Les prix des engrais azotés en dollars américains se sont appréciés pendant les quatre premiers mois de l’année, mais le redressement du huard en avril a permis de garder les prix en dollars canadiens neutre pour l’urée, les abaisser pour l’ammoniac anhydre et de limiter la hausse pour le nitrate d’ammonium et d’urée (UAN, en anglais). Le prix du gaz naturel en Europe et la baisse importante du cours du baril de pétrole brut en Bourse laissent entrevoir une baisse des prix, mais l’incertitude économique mine cette perspective. De plus, la demande pour l’UAN devrait rester bonne au courant de l’été en raison d’une bonne demande pour l’application plus tard en saison, alors que les superficies de maïs aux États-Unis devraient s’accroitre par rapport à l’an passé.
Les prix en dollars américains des engrais phosphatés se sont appréciés au cours des quatre derniers mois, mais au moins, la remontée du huard en avril a permis d’abaisser les prix du MAP et du DAP. L’offre internationale était déjà restreinte en raison de l’absence des exportations chinoises. Les guerres tarifaires ont augmenté à la fois l’incertitude économique et l’enjeu de la sécurité alimentaire en Chine, ce qui risque de mener à une prolongation des quotas d’exportation des engrais phosphatés. Les prix des engrais phosphatés devraient alors continuer de s’accroitre, mais de façon moins importante à la fin des semis en Amérique du Nord.

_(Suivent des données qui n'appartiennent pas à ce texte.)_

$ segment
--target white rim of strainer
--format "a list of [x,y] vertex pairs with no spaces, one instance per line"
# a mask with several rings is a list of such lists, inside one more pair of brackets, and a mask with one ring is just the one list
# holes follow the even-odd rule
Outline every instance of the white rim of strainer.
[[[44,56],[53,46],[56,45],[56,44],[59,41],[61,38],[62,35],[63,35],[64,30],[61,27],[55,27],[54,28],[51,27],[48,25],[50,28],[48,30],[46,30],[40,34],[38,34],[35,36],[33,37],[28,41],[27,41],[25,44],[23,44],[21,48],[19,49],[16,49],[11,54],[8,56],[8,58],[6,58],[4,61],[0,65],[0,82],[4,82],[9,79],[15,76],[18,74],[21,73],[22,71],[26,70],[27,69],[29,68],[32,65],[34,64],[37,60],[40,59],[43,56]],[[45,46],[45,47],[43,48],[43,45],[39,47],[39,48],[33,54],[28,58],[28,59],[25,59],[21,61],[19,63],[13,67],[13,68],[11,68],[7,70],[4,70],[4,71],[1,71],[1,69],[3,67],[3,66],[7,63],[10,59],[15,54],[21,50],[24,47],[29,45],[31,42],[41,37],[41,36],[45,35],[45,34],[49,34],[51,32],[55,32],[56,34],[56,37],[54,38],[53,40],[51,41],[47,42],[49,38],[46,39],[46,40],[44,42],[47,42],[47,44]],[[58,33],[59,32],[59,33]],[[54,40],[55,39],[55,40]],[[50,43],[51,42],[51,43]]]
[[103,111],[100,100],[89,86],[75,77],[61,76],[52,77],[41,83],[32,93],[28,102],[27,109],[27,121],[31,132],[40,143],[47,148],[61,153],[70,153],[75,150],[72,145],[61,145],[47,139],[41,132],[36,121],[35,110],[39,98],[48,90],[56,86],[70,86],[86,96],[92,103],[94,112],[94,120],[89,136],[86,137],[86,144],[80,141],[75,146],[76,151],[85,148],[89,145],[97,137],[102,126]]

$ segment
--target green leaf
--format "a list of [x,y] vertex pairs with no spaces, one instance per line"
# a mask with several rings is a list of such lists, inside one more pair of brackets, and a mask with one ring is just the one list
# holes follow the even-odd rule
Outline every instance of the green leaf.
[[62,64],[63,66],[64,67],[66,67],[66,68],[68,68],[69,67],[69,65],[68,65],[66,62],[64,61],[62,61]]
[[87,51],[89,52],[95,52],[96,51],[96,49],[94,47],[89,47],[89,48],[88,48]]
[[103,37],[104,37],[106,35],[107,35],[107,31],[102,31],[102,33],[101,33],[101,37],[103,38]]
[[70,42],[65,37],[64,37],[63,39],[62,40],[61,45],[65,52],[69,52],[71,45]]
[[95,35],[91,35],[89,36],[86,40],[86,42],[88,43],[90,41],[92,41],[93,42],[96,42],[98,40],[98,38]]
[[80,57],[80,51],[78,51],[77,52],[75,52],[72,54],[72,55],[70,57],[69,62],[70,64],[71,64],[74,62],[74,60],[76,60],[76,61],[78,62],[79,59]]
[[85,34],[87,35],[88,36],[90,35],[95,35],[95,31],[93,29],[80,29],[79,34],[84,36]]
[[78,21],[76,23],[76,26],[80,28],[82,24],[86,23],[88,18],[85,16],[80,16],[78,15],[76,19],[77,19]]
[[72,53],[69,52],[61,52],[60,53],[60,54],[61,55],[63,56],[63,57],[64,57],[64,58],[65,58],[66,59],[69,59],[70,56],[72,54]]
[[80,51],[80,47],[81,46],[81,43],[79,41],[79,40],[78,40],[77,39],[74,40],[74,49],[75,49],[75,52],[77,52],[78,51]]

Le prix de la potasse s’est accru dans les derniers mois, mais de manière moins importante que pour les engrais azotés et phosphatés. Il est clair que les tarifs et les menaces de tarifs ont eu des incidences sur le prix, même si les producteurs américains risquent de devoir absorber complètement les tarifs de 10 % sur la potasse canadienne. Le prix de la potasse devrait rester neutre avec la fin des semis en Amérique du Nord.
Tableau du prix des engrais
$ CA/t | Avril 2024 | Mars 2025 | Avril 2025 | Moyenne 5 ans | Graphique |
---|---|---|---|---|---|
DAP | 1 191 | 1 213 | 1 205 | 1 073 | Graphique |
MAP | 1 251 | 1 293 | 1 261 | 1 119 | Graphique |
Potasse | 774 | 729 | 719 | 825 | Graphique |
Urée | 884 | 892 | 890 | 902 | Graphique |
10-34-0 | 964 | 1 026 | 1 008 | 978 | Graphique |
Ammoniac anhydre | 1 197 | 1 216 | 1 200 | 1 312 | Graphique |
UAN 28 | 547 | 568 | 585 | 580 | Graphique |
UAN 32 | 628 | 668 | 690 | 673 | Graphique |
Les prix sont exprimés en dollars canadiens par tonne métrique ($ CA/t).
Les prix représentent une offre FAB chez le distributeur.
Source : DTN
L’analyse se concentre sur les États-Unis ainsi qu'à l'international et les prix sont basés sur des prix américains convertis en dollars canadiens par tonne métrique. Ces prix peuvent ne pas refléter les prix au Québec en raison de plusieurs facteurs, dont l’offre de services inclus dans les prix aux producteurs. Ces prix doivent donc être utilisés à titre de référence seulement. L’objectif de cette publication vise à mesurer les tendances haussières ou baissières, ainsi que les valeurs relatives d’une saison à l’autre.